First the baby boom – a sudden jump in population. Of course this alone is not enough. This generation was born into a new world order, where the Old System had proven its self-destructiveness. However thanks to this sudden jump in population, a whole and numerous generation were there to pull in this new direction. Not only did it demand for itself a whole raft of rights and privileges and freedoms, it had the numbers to back it up. In the new consumer age, devised by post-war economists to capitalize on US strengths, this generation voted with its wallet and displayed considerable power in changing social norms.

But what now. The baby boom generation has grown up, and thanks to the medical progress they remain numerous and active. Unfortunately, the emphasis on personal liberties of the 60s and 70s bred a certain selfishness into the Me-generation. Once they had achieved unprecedented levels of wealth and comfort, they dug in.

I believe this has a significant impact on the political swing to the right we have observed in the past decade. the baby boom generation have added to their numerical strength their maturity and accumulated wealth, plus  considerably lower birthrates after them. So we are now top-heavy: young people may have all the vigor of the baby boom generation, but they do not have the tidal wave like force of that generation which broke the status quo. While on the other hand that generation has become wealthy and powerful – large swaths of most developed country governments can be identified as baby boomers. Their desire to hang onto this comfort in understandable – as is the fear and insecurity that can accompany it. The power is there to impose this on all who follow – the beating of the consumerist drum. Just as there were those in the 60s and 70s who beat the drum of conformity and conservative values. However while back then they were drowned out by the rising tide of youth, now youth struggle to be heard.

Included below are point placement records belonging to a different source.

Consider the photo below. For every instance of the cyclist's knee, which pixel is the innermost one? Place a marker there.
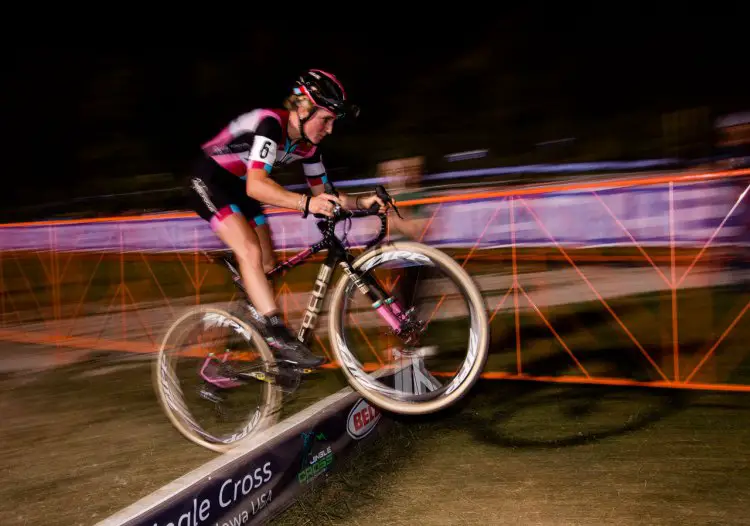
(269, 262)
(249, 253)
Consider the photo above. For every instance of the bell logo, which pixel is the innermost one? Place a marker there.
(362, 419)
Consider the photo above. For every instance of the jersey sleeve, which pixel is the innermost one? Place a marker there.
(315, 171)
(265, 143)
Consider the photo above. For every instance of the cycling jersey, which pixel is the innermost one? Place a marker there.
(259, 139)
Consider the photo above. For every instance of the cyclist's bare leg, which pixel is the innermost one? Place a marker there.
(247, 246)
(240, 236)
(268, 257)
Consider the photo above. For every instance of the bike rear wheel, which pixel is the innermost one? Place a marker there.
(474, 354)
(239, 342)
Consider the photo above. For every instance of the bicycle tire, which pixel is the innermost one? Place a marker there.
(479, 340)
(271, 397)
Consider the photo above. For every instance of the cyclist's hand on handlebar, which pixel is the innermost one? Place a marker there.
(365, 203)
(323, 204)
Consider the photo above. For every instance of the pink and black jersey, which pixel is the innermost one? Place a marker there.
(258, 139)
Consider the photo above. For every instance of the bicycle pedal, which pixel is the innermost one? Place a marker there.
(210, 395)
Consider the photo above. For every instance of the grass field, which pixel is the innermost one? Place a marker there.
(521, 453)
(85, 440)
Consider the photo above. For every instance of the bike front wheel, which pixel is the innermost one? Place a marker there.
(471, 339)
(213, 358)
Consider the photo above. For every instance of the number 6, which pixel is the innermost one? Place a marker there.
(264, 150)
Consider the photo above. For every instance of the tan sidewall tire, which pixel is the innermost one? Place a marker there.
(478, 309)
(271, 395)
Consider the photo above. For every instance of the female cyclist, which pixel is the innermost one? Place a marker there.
(232, 179)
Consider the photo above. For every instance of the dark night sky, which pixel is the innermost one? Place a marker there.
(60, 99)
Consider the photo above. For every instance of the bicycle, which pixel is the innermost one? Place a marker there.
(218, 377)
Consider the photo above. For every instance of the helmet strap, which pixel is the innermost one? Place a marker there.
(302, 122)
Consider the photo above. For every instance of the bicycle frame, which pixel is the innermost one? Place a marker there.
(383, 303)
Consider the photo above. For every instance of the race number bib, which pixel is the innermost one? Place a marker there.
(263, 151)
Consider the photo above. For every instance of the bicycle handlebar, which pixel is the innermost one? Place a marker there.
(328, 224)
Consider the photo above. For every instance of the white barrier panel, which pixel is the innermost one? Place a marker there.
(606, 217)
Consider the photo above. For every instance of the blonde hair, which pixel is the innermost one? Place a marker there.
(295, 101)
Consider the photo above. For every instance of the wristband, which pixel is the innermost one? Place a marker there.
(306, 210)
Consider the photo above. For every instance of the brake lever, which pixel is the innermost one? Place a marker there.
(383, 194)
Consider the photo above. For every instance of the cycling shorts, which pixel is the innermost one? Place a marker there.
(214, 194)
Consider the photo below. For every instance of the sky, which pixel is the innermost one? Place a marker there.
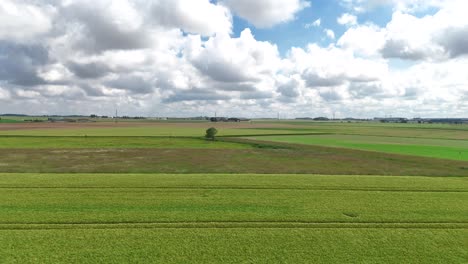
(245, 58)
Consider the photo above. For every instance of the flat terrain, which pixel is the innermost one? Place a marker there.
(279, 218)
(435, 148)
(263, 192)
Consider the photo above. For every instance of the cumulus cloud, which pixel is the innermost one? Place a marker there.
(330, 34)
(347, 19)
(406, 36)
(180, 57)
(193, 16)
(266, 13)
(316, 23)
(23, 21)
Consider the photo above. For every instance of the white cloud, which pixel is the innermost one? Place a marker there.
(365, 40)
(193, 16)
(23, 21)
(95, 55)
(330, 34)
(347, 19)
(266, 13)
(432, 37)
(397, 5)
(316, 23)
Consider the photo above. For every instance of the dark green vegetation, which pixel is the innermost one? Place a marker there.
(390, 193)
(232, 218)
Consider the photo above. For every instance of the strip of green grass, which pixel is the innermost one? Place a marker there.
(224, 198)
(232, 219)
(9, 121)
(435, 131)
(273, 159)
(168, 130)
(435, 148)
(234, 246)
(114, 142)
(235, 181)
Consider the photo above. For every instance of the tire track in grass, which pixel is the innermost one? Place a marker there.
(236, 224)
(237, 188)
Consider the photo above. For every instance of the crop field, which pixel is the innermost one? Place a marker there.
(436, 148)
(262, 192)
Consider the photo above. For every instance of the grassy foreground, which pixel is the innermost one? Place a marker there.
(240, 245)
(84, 218)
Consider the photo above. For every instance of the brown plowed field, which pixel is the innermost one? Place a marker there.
(77, 125)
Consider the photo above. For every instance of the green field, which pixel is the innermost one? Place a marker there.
(60, 142)
(435, 148)
(280, 218)
(263, 192)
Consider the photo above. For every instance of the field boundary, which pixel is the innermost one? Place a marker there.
(320, 188)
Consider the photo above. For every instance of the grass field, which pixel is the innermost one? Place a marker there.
(61, 142)
(435, 148)
(264, 192)
(232, 218)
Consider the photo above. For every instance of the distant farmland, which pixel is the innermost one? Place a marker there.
(263, 192)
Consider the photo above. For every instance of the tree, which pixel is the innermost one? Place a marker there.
(211, 133)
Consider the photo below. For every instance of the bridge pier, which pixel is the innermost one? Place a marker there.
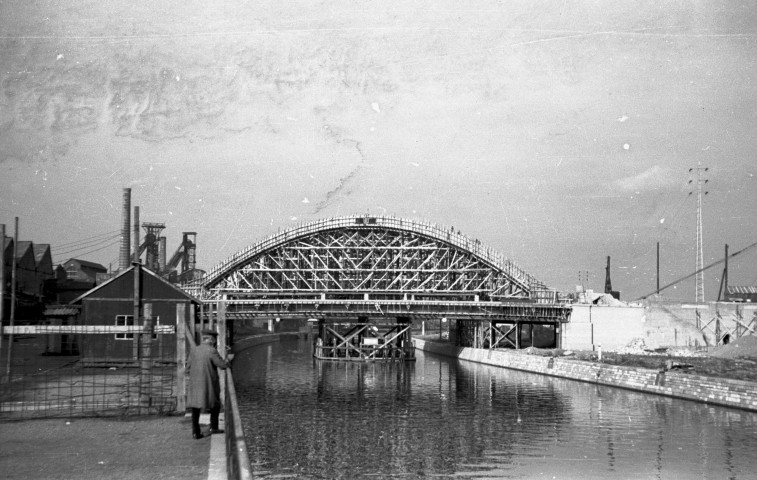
(364, 339)
(513, 334)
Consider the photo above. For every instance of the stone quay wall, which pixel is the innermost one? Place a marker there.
(716, 391)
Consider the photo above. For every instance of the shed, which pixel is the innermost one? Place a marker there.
(111, 304)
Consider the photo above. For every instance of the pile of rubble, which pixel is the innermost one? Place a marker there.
(744, 347)
(638, 347)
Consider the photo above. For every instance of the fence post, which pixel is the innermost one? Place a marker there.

That’s not to say young people don’t have forms of expression – on the contrary there are more now than there have ever been. The explosion of the digital age has created forms of interaction older generations struggle to even understand. But despite this they have relatively little impact on the broader politics. In i see this disconnect fueling a good deal of discontent. It would not be surprising even to see a parallel politic spring up in the digital arena, where the old school powers suffer from the internets fundamental democracy. Whether this will be translated into change AFK is a different matter however.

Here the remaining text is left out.